「…!」

ぎょっとした真人だったが、すぐに落ち着きを取り戻した。


ある意味では妖怪のようなものだが妖怪ではない。

寛子ではないか。

寛子はジェスチャーで窓の鍵を示している。


真人は、監視の目がこの一瞬なくなっていることを確認し、窓を静かに開けた。

「お、おばさん!」


寛子がうなずいた。

「マサ君。無事だった。良かった…」

「いったいこれは…」

「時間がないから、話はあと。早く窓から外へ」

「あ、ああ」


躊躇している場合ではない。これが唯一のチャンスだということには確信が持てる。


真人は窓に足をかけて校庭に飛び出した。

寛子が、真人を先導するように、腰を低くして校舎沿いに走っていく。真人はその後を追った。

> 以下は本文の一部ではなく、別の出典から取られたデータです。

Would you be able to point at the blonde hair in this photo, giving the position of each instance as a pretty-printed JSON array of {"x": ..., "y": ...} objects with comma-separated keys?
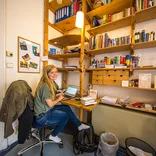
[{"x": 48, "y": 81}]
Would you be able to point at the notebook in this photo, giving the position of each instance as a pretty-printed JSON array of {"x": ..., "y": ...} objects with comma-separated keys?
[{"x": 70, "y": 92}]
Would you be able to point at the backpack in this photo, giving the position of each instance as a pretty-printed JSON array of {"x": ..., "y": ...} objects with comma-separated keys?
[{"x": 85, "y": 141}]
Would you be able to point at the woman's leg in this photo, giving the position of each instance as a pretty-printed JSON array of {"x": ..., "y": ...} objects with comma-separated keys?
[
  {"x": 53, "y": 116},
  {"x": 70, "y": 113}
]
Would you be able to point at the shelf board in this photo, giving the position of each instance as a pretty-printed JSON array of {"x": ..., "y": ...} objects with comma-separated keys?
[
  {"x": 110, "y": 8},
  {"x": 126, "y": 21},
  {"x": 66, "y": 24},
  {"x": 131, "y": 69},
  {"x": 66, "y": 40},
  {"x": 152, "y": 89},
  {"x": 142, "y": 45},
  {"x": 55, "y": 6},
  {"x": 130, "y": 108},
  {"x": 124, "y": 47},
  {"x": 107, "y": 69},
  {"x": 145, "y": 15},
  {"x": 143, "y": 68},
  {"x": 68, "y": 69},
  {"x": 56, "y": 56}
]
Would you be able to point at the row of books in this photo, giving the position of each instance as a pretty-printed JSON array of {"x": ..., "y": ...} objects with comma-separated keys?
[
  {"x": 68, "y": 11},
  {"x": 103, "y": 40},
  {"x": 88, "y": 100},
  {"x": 143, "y": 4}
]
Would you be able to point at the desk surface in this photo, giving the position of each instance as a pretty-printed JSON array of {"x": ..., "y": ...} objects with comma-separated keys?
[{"x": 78, "y": 104}]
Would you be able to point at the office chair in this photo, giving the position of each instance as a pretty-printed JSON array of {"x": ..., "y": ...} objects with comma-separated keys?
[{"x": 42, "y": 139}]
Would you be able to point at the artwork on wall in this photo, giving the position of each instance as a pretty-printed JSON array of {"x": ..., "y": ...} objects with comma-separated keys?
[{"x": 28, "y": 56}]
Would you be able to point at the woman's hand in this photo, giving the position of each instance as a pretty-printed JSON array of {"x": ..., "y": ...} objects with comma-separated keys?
[
  {"x": 57, "y": 99},
  {"x": 59, "y": 96}
]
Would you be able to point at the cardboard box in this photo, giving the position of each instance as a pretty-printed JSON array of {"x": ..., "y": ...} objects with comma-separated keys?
[{"x": 144, "y": 80}]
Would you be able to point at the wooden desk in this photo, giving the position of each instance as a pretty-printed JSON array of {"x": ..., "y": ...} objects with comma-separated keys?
[{"x": 81, "y": 107}]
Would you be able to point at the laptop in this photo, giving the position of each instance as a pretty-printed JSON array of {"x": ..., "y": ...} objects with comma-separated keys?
[{"x": 70, "y": 92}]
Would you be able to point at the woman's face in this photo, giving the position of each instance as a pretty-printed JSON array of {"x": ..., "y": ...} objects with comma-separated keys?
[{"x": 53, "y": 74}]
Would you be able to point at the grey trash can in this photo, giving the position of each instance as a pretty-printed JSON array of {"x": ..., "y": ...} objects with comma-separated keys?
[
  {"x": 140, "y": 144},
  {"x": 108, "y": 145}
]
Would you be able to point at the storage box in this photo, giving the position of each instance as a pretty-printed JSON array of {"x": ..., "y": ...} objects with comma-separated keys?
[{"x": 145, "y": 80}]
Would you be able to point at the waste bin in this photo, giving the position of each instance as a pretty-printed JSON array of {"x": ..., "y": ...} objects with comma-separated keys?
[
  {"x": 108, "y": 145},
  {"x": 140, "y": 144}
]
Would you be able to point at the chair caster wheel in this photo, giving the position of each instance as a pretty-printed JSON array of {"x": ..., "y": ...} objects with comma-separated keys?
[{"x": 61, "y": 145}]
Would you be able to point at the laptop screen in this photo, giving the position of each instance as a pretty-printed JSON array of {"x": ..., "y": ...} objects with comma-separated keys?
[{"x": 71, "y": 90}]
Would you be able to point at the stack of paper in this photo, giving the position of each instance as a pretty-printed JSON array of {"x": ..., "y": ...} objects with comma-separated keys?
[
  {"x": 109, "y": 100},
  {"x": 88, "y": 100}
]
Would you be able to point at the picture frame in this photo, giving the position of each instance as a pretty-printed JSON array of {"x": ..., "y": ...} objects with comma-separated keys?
[{"x": 28, "y": 56}]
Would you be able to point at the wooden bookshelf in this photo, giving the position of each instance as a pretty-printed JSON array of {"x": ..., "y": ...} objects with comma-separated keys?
[
  {"x": 66, "y": 40},
  {"x": 110, "y": 8},
  {"x": 68, "y": 69},
  {"x": 53, "y": 5},
  {"x": 142, "y": 45},
  {"x": 130, "y": 108},
  {"x": 143, "y": 68},
  {"x": 120, "y": 48},
  {"x": 126, "y": 21},
  {"x": 145, "y": 15}
]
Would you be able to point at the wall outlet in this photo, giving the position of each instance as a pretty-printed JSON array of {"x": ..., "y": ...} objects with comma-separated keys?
[{"x": 9, "y": 53}]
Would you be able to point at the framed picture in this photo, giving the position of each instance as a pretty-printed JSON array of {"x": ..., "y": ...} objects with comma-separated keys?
[{"x": 28, "y": 56}]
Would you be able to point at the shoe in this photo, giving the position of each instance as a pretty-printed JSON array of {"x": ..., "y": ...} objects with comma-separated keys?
[{"x": 55, "y": 139}]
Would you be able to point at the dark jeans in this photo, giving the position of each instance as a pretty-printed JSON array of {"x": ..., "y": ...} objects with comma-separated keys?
[{"x": 58, "y": 115}]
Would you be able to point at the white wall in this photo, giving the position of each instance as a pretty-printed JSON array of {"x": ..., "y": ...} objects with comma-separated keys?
[{"x": 24, "y": 19}]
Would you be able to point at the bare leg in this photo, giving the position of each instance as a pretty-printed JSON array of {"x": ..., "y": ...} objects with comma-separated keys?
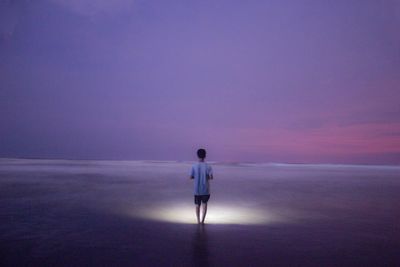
[
  {"x": 204, "y": 212},
  {"x": 198, "y": 213}
]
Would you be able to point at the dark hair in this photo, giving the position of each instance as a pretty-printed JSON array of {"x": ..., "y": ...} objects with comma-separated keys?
[{"x": 201, "y": 153}]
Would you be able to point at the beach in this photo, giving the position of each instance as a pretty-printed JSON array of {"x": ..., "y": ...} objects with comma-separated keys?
[{"x": 141, "y": 213}]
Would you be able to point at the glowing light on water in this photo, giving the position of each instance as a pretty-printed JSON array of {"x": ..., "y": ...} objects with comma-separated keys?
[{"x": 218, "y": 214}]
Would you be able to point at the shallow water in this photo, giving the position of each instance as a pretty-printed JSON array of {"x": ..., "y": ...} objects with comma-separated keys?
[{"x": 141, "y": 213}]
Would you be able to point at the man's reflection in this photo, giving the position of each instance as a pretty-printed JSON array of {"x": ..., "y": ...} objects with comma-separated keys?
[{"x": 200, "y": 246}]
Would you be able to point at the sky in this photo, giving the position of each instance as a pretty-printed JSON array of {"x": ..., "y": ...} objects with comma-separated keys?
[{"x": 297, "y": 81}]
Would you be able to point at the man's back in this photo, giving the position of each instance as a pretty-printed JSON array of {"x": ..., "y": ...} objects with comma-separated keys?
[{"x": 201, "y": 172}]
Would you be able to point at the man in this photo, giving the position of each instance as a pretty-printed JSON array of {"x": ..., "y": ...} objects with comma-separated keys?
[{"x": 201, "y": 173}]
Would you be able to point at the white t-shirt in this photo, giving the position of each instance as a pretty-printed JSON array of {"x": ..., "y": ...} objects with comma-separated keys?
[{"x": 200, "y": 171}]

校舎沿いに校庭を抜け、雑木林に飛び込むと、寛子は木陰に真人を手招きした。

息を少し弾ませながら、真人は寛子に問いかけた。

「どうしてここが?」

「何言ってるの、マサ君が黒澤さんに着歴残したでしょう? さ、詳しい話は後。早く逃げましょう」


真人は、慌てて自分のスマホを取り出してみた。着歴はないが留守番センターの伝言記録がいつの間にか溜まっていた。


軽く拳を握って小さなガッツポーズをした。

防空壕に入る前に、心配する真緒のためにおまじないとして、黒澤の携帯宛にワンギリで着歴を残しておいたのだが、それが功を奏したようだ。


それにしても黒澤の頭の回転はたいしたものだ。

黒澤からの折り返し電話があったのは、おそらく真人達が防空壕の中にいる間だったのだろう。当然、圏外だ。留守電になってしまう。

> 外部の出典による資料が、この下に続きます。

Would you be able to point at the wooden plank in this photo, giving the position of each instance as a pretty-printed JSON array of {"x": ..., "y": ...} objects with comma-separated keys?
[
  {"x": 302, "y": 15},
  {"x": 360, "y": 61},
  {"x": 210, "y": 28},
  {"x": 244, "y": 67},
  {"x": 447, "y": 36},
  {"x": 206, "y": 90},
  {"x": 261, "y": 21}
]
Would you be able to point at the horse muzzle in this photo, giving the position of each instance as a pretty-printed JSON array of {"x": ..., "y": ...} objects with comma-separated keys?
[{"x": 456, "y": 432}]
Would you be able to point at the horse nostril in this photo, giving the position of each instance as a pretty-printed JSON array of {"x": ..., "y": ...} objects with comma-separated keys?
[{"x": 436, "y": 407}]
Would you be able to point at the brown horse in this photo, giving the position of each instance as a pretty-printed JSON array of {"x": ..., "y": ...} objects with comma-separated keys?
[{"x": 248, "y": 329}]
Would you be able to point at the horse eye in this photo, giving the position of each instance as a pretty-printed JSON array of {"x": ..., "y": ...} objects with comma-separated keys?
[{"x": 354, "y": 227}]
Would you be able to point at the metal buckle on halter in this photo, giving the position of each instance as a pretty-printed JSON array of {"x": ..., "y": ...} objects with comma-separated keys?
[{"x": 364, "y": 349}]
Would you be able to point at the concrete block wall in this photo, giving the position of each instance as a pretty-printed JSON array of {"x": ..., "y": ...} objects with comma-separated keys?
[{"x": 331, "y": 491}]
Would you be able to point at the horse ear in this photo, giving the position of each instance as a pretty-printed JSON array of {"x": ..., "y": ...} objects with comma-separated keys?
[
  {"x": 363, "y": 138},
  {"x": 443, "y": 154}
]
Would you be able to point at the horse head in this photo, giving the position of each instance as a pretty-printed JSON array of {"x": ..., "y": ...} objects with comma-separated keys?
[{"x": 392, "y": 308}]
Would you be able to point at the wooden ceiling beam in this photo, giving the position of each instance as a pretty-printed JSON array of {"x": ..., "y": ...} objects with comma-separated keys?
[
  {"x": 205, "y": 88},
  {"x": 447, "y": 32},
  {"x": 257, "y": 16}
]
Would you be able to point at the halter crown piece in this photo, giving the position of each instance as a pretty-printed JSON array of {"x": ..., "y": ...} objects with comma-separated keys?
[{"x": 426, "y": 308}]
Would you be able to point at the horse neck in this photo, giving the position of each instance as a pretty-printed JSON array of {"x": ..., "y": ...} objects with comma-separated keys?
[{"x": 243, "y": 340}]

黒澤は、わざわざ真人が無言電話をかけてきて、その後、圏外になっているということから、最悪の事態を予想して行動を仕掛けたに違いない。


「おばさん、真緒が、真緒が防空壕にいるんだ」

「…! ということはこの騒ぎは、真緒が行動した結果なのね。真緒がマサ君を分校よりもっと奥に連れていったんでしょう?」

「そ、そうだけど…。それで真緒を責めたりしないでほしい。彼女は俺のためにしてくれたんだ。とにかく、真緒を助けないと」


寛子は厳しく言った。

「今は無理よ。夜はなおさら。まずはマサ君だけでも確実に逃げるの」

「彼女をそのままには出来ない。女だぞ、こんな夜に」

「二人とも捕まるわけにはいかないの」


真人は静かに語気を強めた。

「もうそういう秘密主義はやめてくれ! 真緒に色々聞いたぞ。なんなんだ、白琴会のあの男達は? それに、理沙子って…なんで姉ちゃんの双子が仙境開発の社長なんだ!?」


「お願い。マサ君、今は。渡辺さんが時間を稼いでるけど、余裕がないの。白琴会の前じゃ駐在さんの権力なんて何もないから…」


「…っ。それは分かるけど…」

真人は歯をきつく噛み合わせた。


さっきの兄様達の様子からすると、真緒はまだ捕まっていない。

あの防空壕の中にまだ隠れているのか。それとも、外に逃げ出しているのか。

いずれにしても、男でも尻込みしそうな晩秋の夜の山に、一人にしておくのはためらわれるが…。


「マサ君。真緒だって、どういう状況になっても自分がどうすべきかぐらい、分かってるから」

寛子が催促した。


「ええいっ、分かった。行こう。でも、後ですぐ戻ってくる」

真人は強く言った。


頷いた寛子は、木陰から注意深く辺りの様子を見てから、再び走り出した。

真人もすぐ後を追う。


走りながら寛子が訊ねた。

「車はある?」


「オートキャンプに置いてきてある。…あいつらに見付かってないかな」

「オートキャンプ。じゃあ、あっちの階段から降りるのね。分校と防空壕に注意が向いてるから、無事なことを祈りましょう」


真人と寛子は、転がるようにキャンプ場への木組み階段を降りた。

幸い、キャンプ場の近くには白琴会らしい姿は見かけなかった。車もそのまま残されていた。


寛子が告げた。

「いったん、よこまちストアに向かってちょうだい。思うところは色々あるでしょうけど。まずは落ち着いて、状況把握をしましょう?」


「クソっ…」

真人は吐き捨てた。真緒のことが気掛かりで仕方がなかったが、理性の部分では寛子の言う通りだということも分かっていた。

「分かった。戻ろう」


乱暴な運転で、車はよこまちストアに向けて走り出した。